On Sunday night, the Chicago Blackhawks got their butts kicked by the Winnipeg Jets. As I looked up and down the Jets’ roster — a roster that has them somewhat surprisingly in second place in the Central Division (with two games in-hand on first place Dallas) — something struck me. How were the Jets constructed?
Kevin Cheveldayoff, who had been with the Blackhawks’ front office group for two years (and who apparently shares a birthday with me), was named the general manager of the Jets on June 8, 2011. He was immediately put in charge of a “new” franchise; the Atlanta Thrashers were moving to Winnipeg and they weren’t taking GM Rick Dudley with them.
Chevy’s first draft, in 2011, is still paying dividends on his NHL roster. His first-round pick was Mark Scheifele, and his second pick (in the third round) was Adam Lowry. Both are still big parts of the current Jets’ roster.
That’s emblematic of the Jets’ construction. They have been the opposite of the Blackhawks in that regard. Between 2011 and 2016, they hit on every one of their first-round picks:
- 2011: Mark Scheifele, C (7th overall)
- 2012: Jacob Trouba, D (9th overall)
- 2013: Josh Morrissey, D (13th overall)
- 2014: Nikolaj Ehlers, LW (13th overall)

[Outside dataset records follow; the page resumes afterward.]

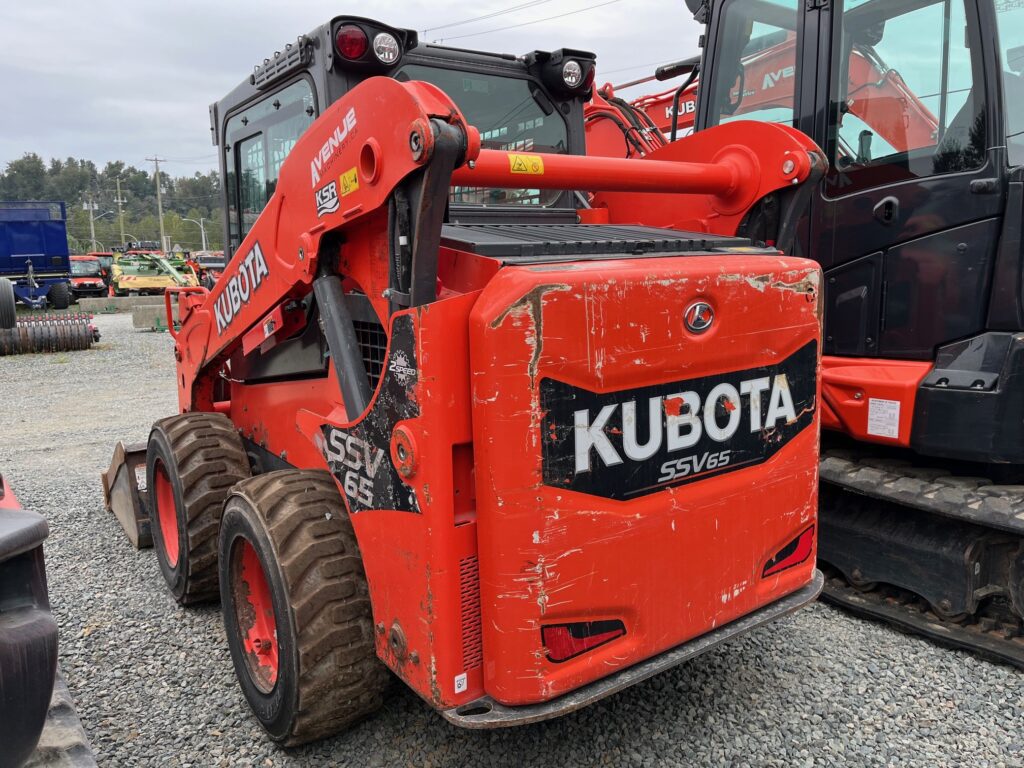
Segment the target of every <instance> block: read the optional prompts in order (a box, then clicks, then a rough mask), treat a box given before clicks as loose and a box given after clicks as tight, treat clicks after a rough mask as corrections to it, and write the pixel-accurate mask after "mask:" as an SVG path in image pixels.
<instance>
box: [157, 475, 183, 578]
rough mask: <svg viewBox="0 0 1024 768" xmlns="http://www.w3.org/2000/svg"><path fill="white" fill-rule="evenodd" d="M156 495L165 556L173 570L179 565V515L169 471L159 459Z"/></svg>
mask: <svg viewBox="0 0 1024 768" xmlns="http://www.w3.org/2000/svg"><path fill="white" fill-rule="evenodd" d="M154 470H155V471H154V473H153V474H154V480H153V482H154V485H156V487H155V488H154V493H155V494H156V496H157V519H158V521H159V522H160V538H161V539H162V540H163V542H164V555H165V556H166V557H167V562H168V564H169V565H170V566H171V567H172V568H173V567H174V566H175V565H177V564H178V513H177V510H176V509H175V508H174V486H173V485H171V478H170V477H168V476H167V469H166V468H165V467H164V463H163V462H162V461H160V460H159V459H158V460H157V462H156V466H154Z"/></svg>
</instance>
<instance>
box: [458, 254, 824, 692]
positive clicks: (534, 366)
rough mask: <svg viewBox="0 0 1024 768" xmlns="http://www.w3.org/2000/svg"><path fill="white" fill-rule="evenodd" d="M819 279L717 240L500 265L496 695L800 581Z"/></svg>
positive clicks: (477, 429) (481, 362)
mask: <svg viewBox="0 0 1024 768" xmlns="http://www.w3.org/2000/svg"><path fill="white" fill-rule="evenodd" d="M818 283H819V273H818V270H817V266H816V265H814V264H813V263H812V262H810V261H806V260H802V259H790V258H781V257H766V256H746V255H736V254H729V255H716V256H689V257H683V256H669V257H664V258H645V259H642V260H637V259H622V260H605V261H588V262H578V263H571V264H564V265H552V264H546V265H531V266H507V267H505V268H504V269H502V270H501V271H500V272H499V274H498V275H497V276H496V278H495V279H494V280H493V281H492V282H490V283H489V284H488V285H487V287H486V288H485V289H484V290H483V292H482V294H481V296H480V299H479V300H478V302H477V303H476V306H475V307H474V309H473V313H472V315H471V324H470V354H471V370H472V376H473V433H474V453H475V464H476V467H477V474H476V489H477V515H478V517H477V522H478V528H479V543H480V544H479V562H480V596H481V604H482V611H483V616H482V618H483V622H482V625H483V646H484V657H485V659H486V660H485V666H484V688H485V690H486V692H487V693H488V694H489V695H490V696H493V697H494V698H496V699H497V700H499V701H501V702H502V703H504V705H510V706H514V705H524V703H532V702H538V701H543V700H547V699H550V698H552V697H554V696H557V695H559V694H561V693H565V692H568V691H570V690H572V689H574V688H577V687H579V686H581V685H584V684H586V683H588V682H591V681H593V680H596V679H598V678H602V677H605V676H607V675H609V674H611V673H613V672H615V671H616V670H620V669H624V668H627V667H629V666H631V665H633V664H636V663H638V662H640V660H642V659H644V658H647V657H650V656H652V655H655V654H657V653H659V652H662V651H665V650H668V649H670V648H672V647H675V646H677V645H679V644H681V643H684V642H686V641H687V640H690V639H692V638H694V637H697V636H699V635H701V634H703V633H706V632H708V631H710V630H712V629H714V628H716V627H718V626H721V625H723V624H726V623H728V622H732V621H734V620H736V618H738V617H739V616H742V615H744V614H746V613H749V612H751V611H753V610H755V609H756V608H758V607H761V606H763V605H765V604H767V603H770V602H772V601H774V600H776V599H778V598H781V597H783V596H784V595H786V594H790V593H792V592H794V591H795V590H797V589H799V588H800V587H803V586H804V585H806V584H808V583H809V582H810V581H811V579H812V575H813V566H814V557H813V554H814V552H813V549H814V548H813V535H812V534H809V532H808V531H809V530H810V529H811V528H812V527H813V526H814V524H815V520H816V501H817V446H818V412H817V402H818V376H817V373H818V365H819V364H818V361H819V342H820V334H819V317H818V311H817V310H818ZM802 535H803V536H802Z"/></svg>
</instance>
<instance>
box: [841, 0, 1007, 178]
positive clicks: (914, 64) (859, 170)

- 2015: Kyle Connor, LW (17th overall)
- 2015: Jack Roslovic, C (25th overall)
- 2016: Patrik Laine, LW (2nd overall)
- 2016: Logan Stanley, D (18th overall)
They had one (1) pick in the top five out of those eight first-round picks over a five-year span, and they used that on Laine. All eight of these first-round picks have appeared in at least 100 regular season games, with Stanley having exactly 100 on the back of his hockey card. Three of those eight picks played against the Blackhawks last night; Ehlers and Stanley are on IR.
Now sprinkle in some of the later round hits the Jets had:
- 2011: Adam Lowry, D (3rd round)
- 2012: Connor Hellebuyck, G (5th round)
- 2013: Andrew Copp, C (4th round)
- 2015: Mason Appleton, C (6th round)
And you’re now seeing a recipe for eventual success. It’s about drafting and developing players, and affording them the time to become roster mainstays.
But that isn’t to say some of these guys didn’t work out in Winnipeg (especially Laine), and there weren’t hard decisions made along the way.
In 2019, the Jets traded Trouba to the Rangers for Neal Pionk and a first-round pick in that summer’s draft, which became defenseman Ville Heinola. In 2021, they traded Laine and Roslovic to Columbus for Pierre-Luc Dubois and a third-round pick in the 2022 draft (center Daniel Zhilkin). And at last year’s trade deadline, they sent Copp to the New York Rangers in a blockbuster that brought back Morgan Barron, a first-round pick in the 2022 draft (Brad Lambert), a second-round pick in the 2022 draft (Elias Salomonsson) and fifth-round pick in the 2023 draft.
We watched Pionk, Dubois and Barron all make an impact last night. And those were three players many viewed as “key” members of their roster construction at the times of the trades.
The Jets have also received contributions from their first-round picks in 2017, 2019 and 2020 (they didn’t have one in 2018). Kristian Vesalainen, Heinola and Cole Perfetti have all appeared in NHL games already and Perfetti, their first rounder in 2020, had an assist last night.
The Jets haven’t seen postseason wins come from this yet, but they have a new head coach this season whose systems appear to be working significantly better than what they did last year when Paul Maurice abruptly left and the season spiraled off the rails. This season, they look like a tough beat with Hellebuyck playing well in net and their core — built through the draft — competing every night.
My point: the draft is critical to any team that wants to build sustainable success. As the comments during and after games become increasingly critical of the Blackhawks’ current roster construction, we all need to keep in mind what the end game is all about. General Manager Kyle Davidson knows he needs to draft well to win big. And the system he inherited wasn’t good enough, especially at forward, to make incremental moves. He needed to swing big, and did that starting last year during the season and at the draft.
“Rome wasn’t built in a day” and neither are playoff/championship contending rosters. We should know this; the Blackhawks’ dynasty roster(s) weren’t built overnight, either. It took years of the right picks and appropriate development for the Hawks to get to the mountain top.
So when the Blackhawks get their tails whipped by a team like Winnipeg, take a look at how their roster was built. You’ll probably find that many of the teams at/near the top of the standings were built through the draft with some tough decisions (trades) along the way.